Eleştiri
Christine
| B- |
Yetmişli yıllarda televizyon muhabiri olarak çalışan Christine Chubbuck’ın hayatı bu sene bit pazarı muamelesi görüp nur yağmurlarına yakalandı ve hem Rebecca Hall’lu Christine’in hem de bu filmin yarattığı ufak çaplı hayal kırıklığı sonrası acaba izlesem mi sualini yönelttiğim Kate Plays Christine isimli bir belgeselin konusu oldu. Final numaraları ile bağışlanmak isteyen bu minik bağımsız, ana karakterinin motivasyonlarını artçı krizlerle gözlem altına alıyor. Antonio Campos’un suç filmlerini anımsatan gözüpek kamerası yalnızca Rebecca Hall’u müşahede altına alıp, ondan başkasına bakmamızın bir hayır getirmeyeceğini buyuruyor. Ki yaşadığı ağır ama kasveti mahrem depresyon ancak Hall’un verdiği nüanslarda keşfedilebiliyor zaten.

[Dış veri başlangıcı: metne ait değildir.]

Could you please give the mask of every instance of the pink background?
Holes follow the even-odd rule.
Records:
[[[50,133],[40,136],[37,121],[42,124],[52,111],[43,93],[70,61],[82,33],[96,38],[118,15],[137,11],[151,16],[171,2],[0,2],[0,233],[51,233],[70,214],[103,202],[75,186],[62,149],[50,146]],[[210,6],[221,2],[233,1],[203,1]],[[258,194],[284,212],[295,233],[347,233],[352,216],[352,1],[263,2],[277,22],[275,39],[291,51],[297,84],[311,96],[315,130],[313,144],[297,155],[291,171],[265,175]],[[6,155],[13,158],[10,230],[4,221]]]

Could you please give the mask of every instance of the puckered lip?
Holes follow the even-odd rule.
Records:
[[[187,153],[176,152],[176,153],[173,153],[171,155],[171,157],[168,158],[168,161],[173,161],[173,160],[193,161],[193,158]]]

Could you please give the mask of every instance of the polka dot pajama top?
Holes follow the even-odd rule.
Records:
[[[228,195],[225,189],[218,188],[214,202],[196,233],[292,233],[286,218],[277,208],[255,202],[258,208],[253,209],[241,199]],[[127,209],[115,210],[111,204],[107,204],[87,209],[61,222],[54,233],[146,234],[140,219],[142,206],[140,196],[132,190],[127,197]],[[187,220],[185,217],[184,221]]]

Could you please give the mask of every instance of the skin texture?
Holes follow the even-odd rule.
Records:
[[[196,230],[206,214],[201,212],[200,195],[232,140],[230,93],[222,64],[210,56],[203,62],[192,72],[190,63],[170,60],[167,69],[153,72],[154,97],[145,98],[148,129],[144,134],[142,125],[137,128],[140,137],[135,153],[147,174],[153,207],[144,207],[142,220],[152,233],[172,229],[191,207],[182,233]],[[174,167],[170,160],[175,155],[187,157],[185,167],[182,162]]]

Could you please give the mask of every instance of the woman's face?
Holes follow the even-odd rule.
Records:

Bu açıdan bakıldığında filmin öykücülük maharetlerini performans üzerine kurduğu iddia edilebilir. Fakat bir taraftan da keşkelerin temsili gibi Campos ile Hall’un ortaklığı. Charlie Kaufman’ın oyunbazlığını, Paul Thomas Anderson’ın kalibresini hak ediyor sanki bu umdeleri istismardan beslenen kadın. Tahlil edilen kadını, oyuncusundan başka kimse tam olarak tanımıyor. Amaç tekrar ziyaret edilen Christine’in gizemini korumak mı, yoksa birçok kimseyi derinden sarsan bir olay üzerinden sessiz ihtarlar çeken ruhen parçalanmış bir bireyi anlamak mı buna karar vermeli Campos. Tabii şu da bir gerçek, 2016’nın film kuraklığında Christine bile bir dirhem refah havası getiriyor tüm muğlak melankolisiyle. Hall’un meziyetli performansı bu sinema yılında pas tutmuş hislerimize ayar çekiyor. Daha yetkin ellerde paralansın umuduyla minnet duymayı da öğrendik ya kusurlu eserlere, daha da bir şey diyemiyorum.